← Portfolio

AES-128 Hardware Accelerator in Vitis HLS

AES-128 implemented in C++ and compiled to hardware on a Xilinx Artix-7 FPGA — optimized across six passes from 839 clock cycles per block down to 13.

  • Written in C++, synthesized to RTL via Vitis HLS
  • Verified against FIPS 197 official test vectors
  • Six optimization passes: array partitioning, loop unrolling, full inlining
  • Initiation interval: 839 → 687 → 440 → 251 → 70 → 15 → 13
  • Pipelined inner cipher: II=1, one new block accepted per clock cycle

II progression across optimization passes

Full writeup

What AES-128 Is

AES (Advanced Encryption Standard) is the dominant symmetric block cipher — it encrypts a fixed 128-bit block of plaintext using a 128-bit key, producing a 128-bit ciphertext. The algorithm operates on a 4×4 matrix of bytes called the state, running it through 10 rounds of four operations before producing output.

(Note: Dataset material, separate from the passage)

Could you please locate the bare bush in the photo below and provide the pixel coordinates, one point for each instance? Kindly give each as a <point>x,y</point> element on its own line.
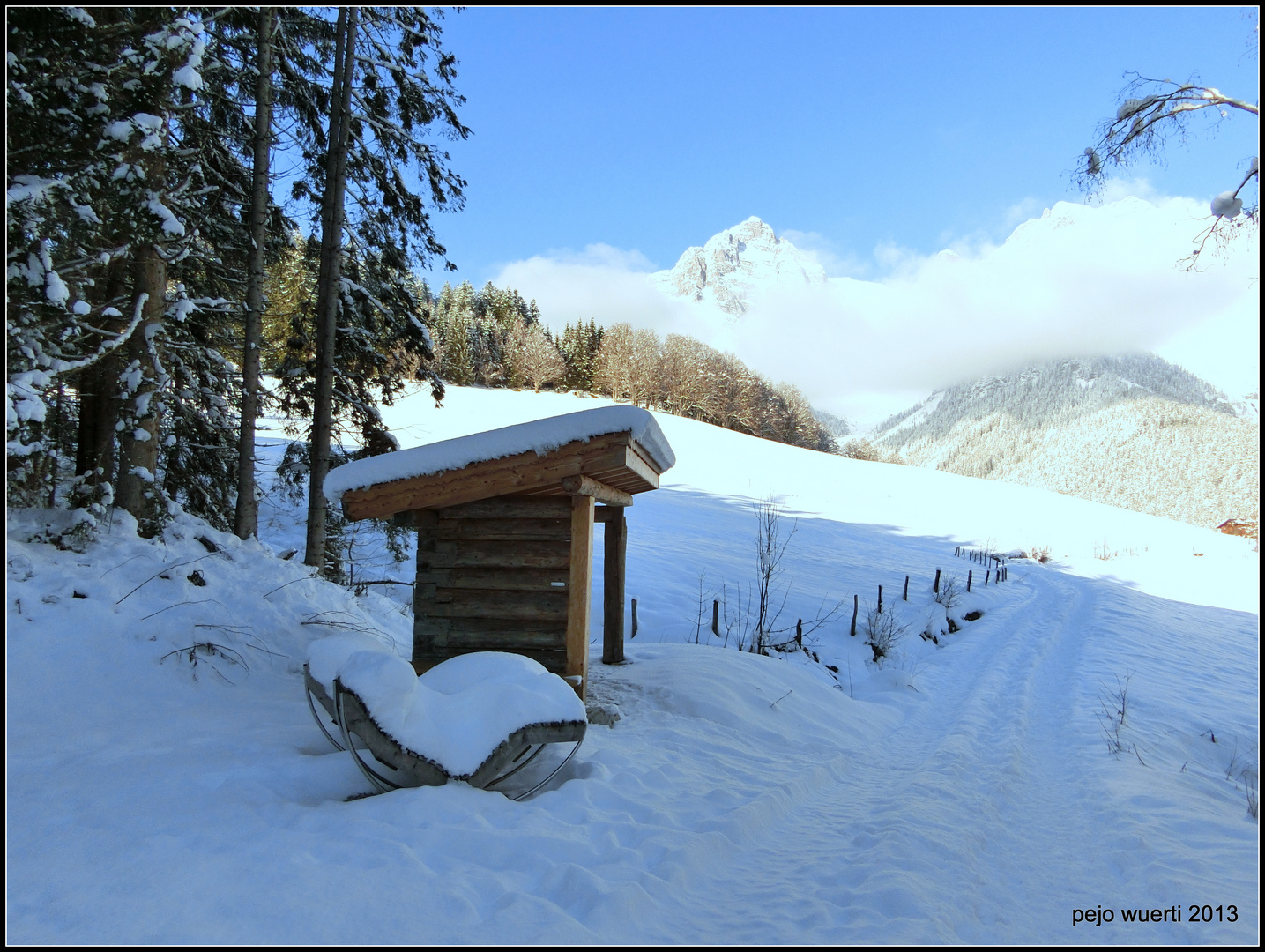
<point>882,631</point>
<point>950,591</point>
<point>1113,717</point>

Each of the first 9 rounds applies, in order: SubBytes (a nonlinear substitution via a fixed 256-entry lookup table called the S-box), ShiftRows (a cyclic rotation of each row of the state matrix), MixColumns (a linear transformation of each column using multiplication in GF(2⁸)), and AddRoundKey (XOR with a round-specific subkey). The 10th and final round omits MixColumns. Before the first round, a zeroth AddRoundKey is applied. Decryption runs the inverse of each operation in reverse order.

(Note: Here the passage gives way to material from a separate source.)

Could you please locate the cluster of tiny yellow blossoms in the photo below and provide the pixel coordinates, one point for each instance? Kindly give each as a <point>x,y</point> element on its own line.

All 11 subkeys — one per round plus the zeroth — are derived from the original key through a process called key expansion. The math throughout is in GF(2⁸), which means multiplication is implemented entirely with XOR and bit shifts rather than actual multiplication, making it highly amenable to hardware.

A cipher almost always lives inside a data pipeline, so the relevant performance metric is initiation interval — the number of clock cycles between accepting successive input blocks. Latency (cycles from input to output) matters for isolated single-block use, but II is what determines throughput. The Artix-7 is a small part that punishes logic-heavy designs, and the two goals — minimizing II for the inner pipeline and minimizing latency for the outer interface — turn out to pull in different directions, which becomes significant by the end of the optimization work.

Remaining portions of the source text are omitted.